Lorance shared his thoughts Monday about Trump's decision on Fox News Channel's Fox & Friends, just days after being freed from prison in Fort Leavenworth, Kansas.

"Presidents all the way back to the beginning of our republic have been getting involved in the military justice system," Lorance said. "President Trump is somebody that sees something that's wrong and fixes it and doesn't care whose feelings it hurts."

But Solis agreed with Fidell that Trump's intervention endorsed the crime Lorance was found guilty of committing.

"He had a war crime and the accused was convicted, his appeal was rejected and he was serving his time. And the president stepped in and set him free, in essence ratifying his actions," Solis said.

The result of the pardon will make it more difficult for war crimes to reach trial, he said.

"Now, those enlisted kids, those Marines, soldiers, SEALs who see a war crime committed are going to think twice about reporting it," Solis said. "You are always going to have somebody who says, 'You dimed on us and put a good friend of mine in the brig,' or something like that ... it's made it much more difficult for those who witness war crimes to report those war crimes because they know that even if the individual gets convicted, the president or some higher authority who is not in their direct military chain of command can set him free."

Leaders may not be as willing in the future to bring war crime charges to trial, Solis said.

"The officers who charge the individual with a war crime and send him to a court-martial are going to be much more reluctant to charge the war crime and that is because they know that the president is going to looking over their shoulder and he is not going to look favorably on those who make a court martial happen," Solis said.

Golsteyn was pardoned before he faced a February 2020 court-martial, for allegedly murdering a suspected Afghan bomb-maker in 2010. He came under investigation in 2011 after he applied for a job with the CIA and stated during a polygraph test that he had killed someone on deployment and burned the body.

Golsteyn's civilian attorney Phillip Stackhouse has argued in the past that the allegations were originally resolved by a board of inquiry because they were not supported by "even a preponderance of the evidence."

"As a matter of domestic law, a president can abort a case, and there are times when cases should be aborted; I am not going to argue whether this is one or it isn't one," Fidell said.

Gallagher was acquitted in July of killing a captive ISIS detainee.
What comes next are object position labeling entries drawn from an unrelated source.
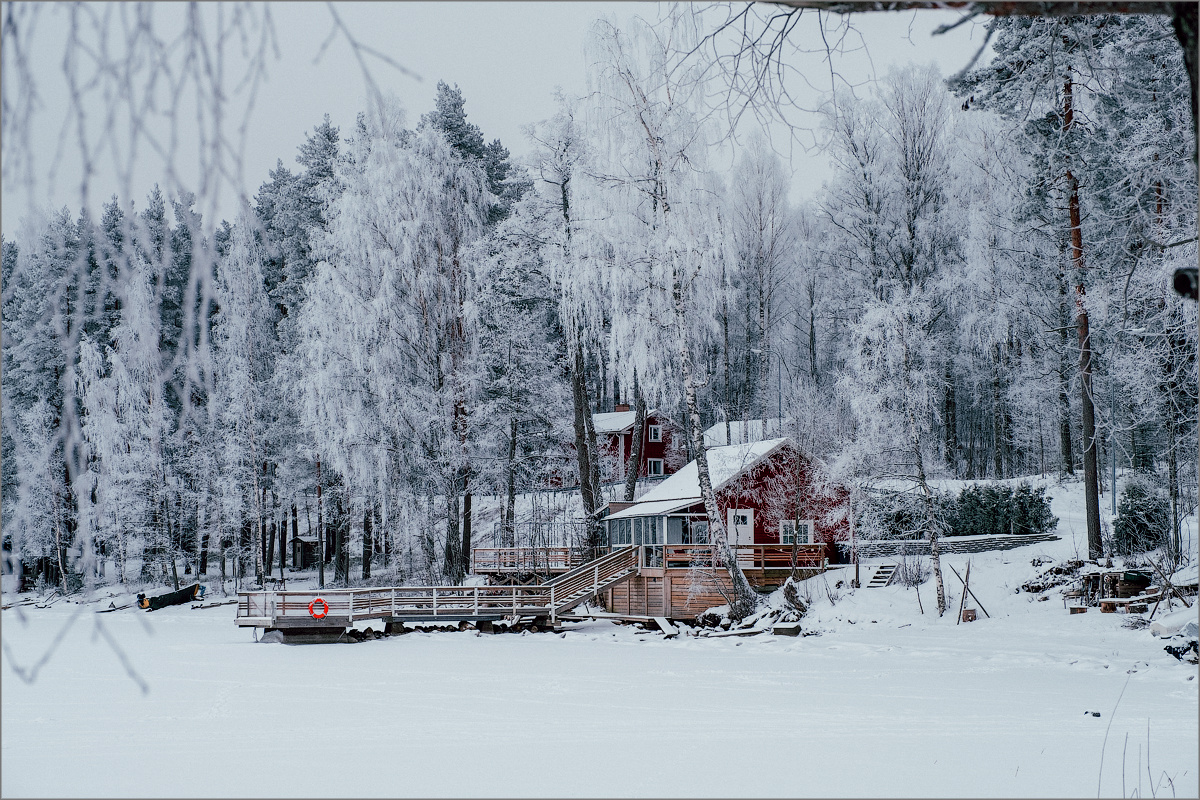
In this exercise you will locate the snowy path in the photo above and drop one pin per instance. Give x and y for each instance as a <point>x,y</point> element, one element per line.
<point>990,709</point>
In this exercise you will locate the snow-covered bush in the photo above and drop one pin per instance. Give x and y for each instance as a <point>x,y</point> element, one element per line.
<point>1144,518</point>
<point>982,510</point>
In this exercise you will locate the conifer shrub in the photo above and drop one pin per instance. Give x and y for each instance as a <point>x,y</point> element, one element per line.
<point>977,510</point>
<point>1144,518</point>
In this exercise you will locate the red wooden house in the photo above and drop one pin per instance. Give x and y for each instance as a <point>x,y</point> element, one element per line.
<point>661,446</point>
<point>780,511</point>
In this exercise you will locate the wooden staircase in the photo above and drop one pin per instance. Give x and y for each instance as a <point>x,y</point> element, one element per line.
<point>589,579</point>
<point>882,576</point>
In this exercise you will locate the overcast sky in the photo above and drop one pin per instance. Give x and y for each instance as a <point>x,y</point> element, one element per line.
<point>508,58</point>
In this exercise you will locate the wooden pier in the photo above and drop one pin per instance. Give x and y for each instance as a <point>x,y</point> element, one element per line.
<point>307,612</point>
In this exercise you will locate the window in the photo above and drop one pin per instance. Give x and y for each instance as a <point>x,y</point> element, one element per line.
<point>787,531</point>
<point>619,534</point>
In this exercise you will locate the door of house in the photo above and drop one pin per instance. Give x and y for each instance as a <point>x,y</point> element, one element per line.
<point>741,524</point>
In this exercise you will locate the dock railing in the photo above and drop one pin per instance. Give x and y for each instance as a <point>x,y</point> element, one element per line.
<point>525,560</point>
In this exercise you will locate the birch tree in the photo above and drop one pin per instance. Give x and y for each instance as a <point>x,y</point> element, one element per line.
<point>664,224</point>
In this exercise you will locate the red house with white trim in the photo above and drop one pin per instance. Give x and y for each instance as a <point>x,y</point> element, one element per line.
<point>762,488</point>
<point>661,451</point>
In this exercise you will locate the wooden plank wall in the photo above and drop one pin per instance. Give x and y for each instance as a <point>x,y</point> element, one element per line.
<point>671,595</point>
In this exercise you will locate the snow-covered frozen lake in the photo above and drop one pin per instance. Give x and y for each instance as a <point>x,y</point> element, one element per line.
<point>885,702</point>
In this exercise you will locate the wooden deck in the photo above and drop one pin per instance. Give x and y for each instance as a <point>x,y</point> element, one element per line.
<point>682,581</point>
<point>298,609</point>
<point>671,581</point>
<point>505,561</point>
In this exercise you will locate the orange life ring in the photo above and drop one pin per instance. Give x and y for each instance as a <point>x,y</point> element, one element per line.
<point>324,608</point>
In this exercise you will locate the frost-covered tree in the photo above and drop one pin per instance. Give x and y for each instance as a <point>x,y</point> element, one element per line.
<point>559,164</point>
<point>665,240</point>
<point>241,341</point>
<point>387,348</point>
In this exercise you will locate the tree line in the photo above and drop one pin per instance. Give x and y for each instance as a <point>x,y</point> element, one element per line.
<point>409,318</point>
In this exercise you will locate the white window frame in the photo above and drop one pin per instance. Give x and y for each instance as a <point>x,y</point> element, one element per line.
<point>787,528</point>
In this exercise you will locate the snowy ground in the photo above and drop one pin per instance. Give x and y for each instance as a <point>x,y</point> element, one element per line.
<point>883,701</point>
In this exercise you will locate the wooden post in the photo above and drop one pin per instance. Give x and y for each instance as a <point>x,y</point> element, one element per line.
<point>965,588</point>
<point>963,601</point>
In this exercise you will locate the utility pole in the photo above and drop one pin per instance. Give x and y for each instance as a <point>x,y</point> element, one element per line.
<point>321,535</point>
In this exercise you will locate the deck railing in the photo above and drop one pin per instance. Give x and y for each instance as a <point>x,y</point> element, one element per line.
<point>343,606</point>
<point>525,560</point>
<point>750,557</point>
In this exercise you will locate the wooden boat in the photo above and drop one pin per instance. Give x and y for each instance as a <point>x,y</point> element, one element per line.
<point>169,599</point>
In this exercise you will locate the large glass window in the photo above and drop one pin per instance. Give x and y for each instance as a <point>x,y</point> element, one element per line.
<point>787,534</point>
<point>619,533</point>
<point>695,531</point>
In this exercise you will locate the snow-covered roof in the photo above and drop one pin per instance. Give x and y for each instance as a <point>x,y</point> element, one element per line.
<point>741,431</point>
<point>682,489</point>
<point>618,421</point>
<point>655,509</point>
<point>1186,577</point>
<point>613,421</point>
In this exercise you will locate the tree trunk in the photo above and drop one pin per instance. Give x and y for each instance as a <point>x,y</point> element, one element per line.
<point>451,557</point>
<point>635,452</point>
<point>1173,487</point>
<point>367,542</point>
<point>321,534</point>
<point>951,421</point>
<point>1091,471</point>
<point>509,509</point>
<point>997,425</point>
<point>203,569</point>
<point>465,554</point>
<point>586,451</point>
<point>745,599</point>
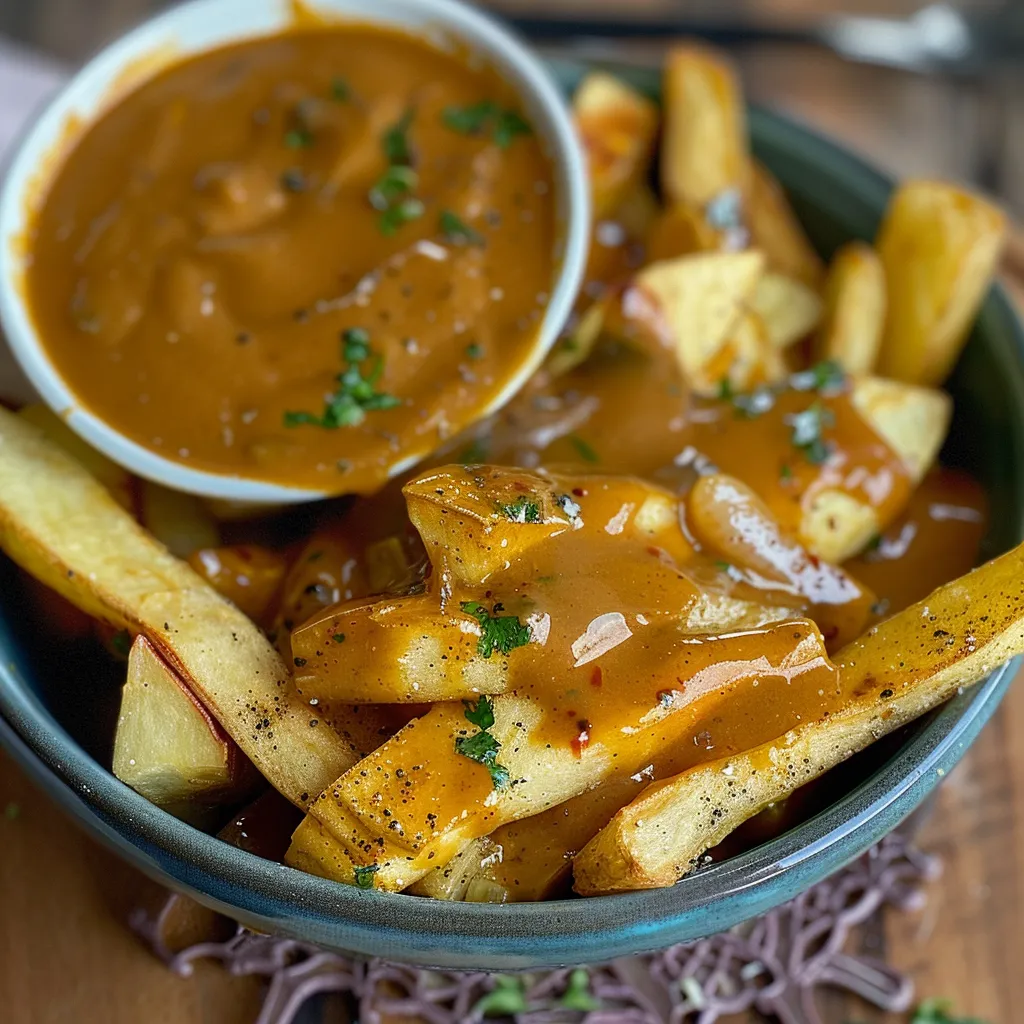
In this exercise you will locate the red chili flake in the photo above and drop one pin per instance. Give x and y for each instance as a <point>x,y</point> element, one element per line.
<point>582,740</point>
The Navy's case against Gallagher disintegrated when another SEAL in his unit testified in court that he, not Gallagher, had actually killed a wounded ISIS member at the center of the case. Instead, Gallagher was found guilty of taking improper war zone photos.

"It's not whether they were guilty or whether they were innocent; my complaint is that Trump has undermined military justice, undermined commanders, undermined military courts and undermined the reputation of our nation in the international community by doing this," Solis said, adding that there hasn't been a president in recent memory get involved to this degree.

"I have been in the military justice game since 1971 ... and this is unique -- what Trump has done is unique."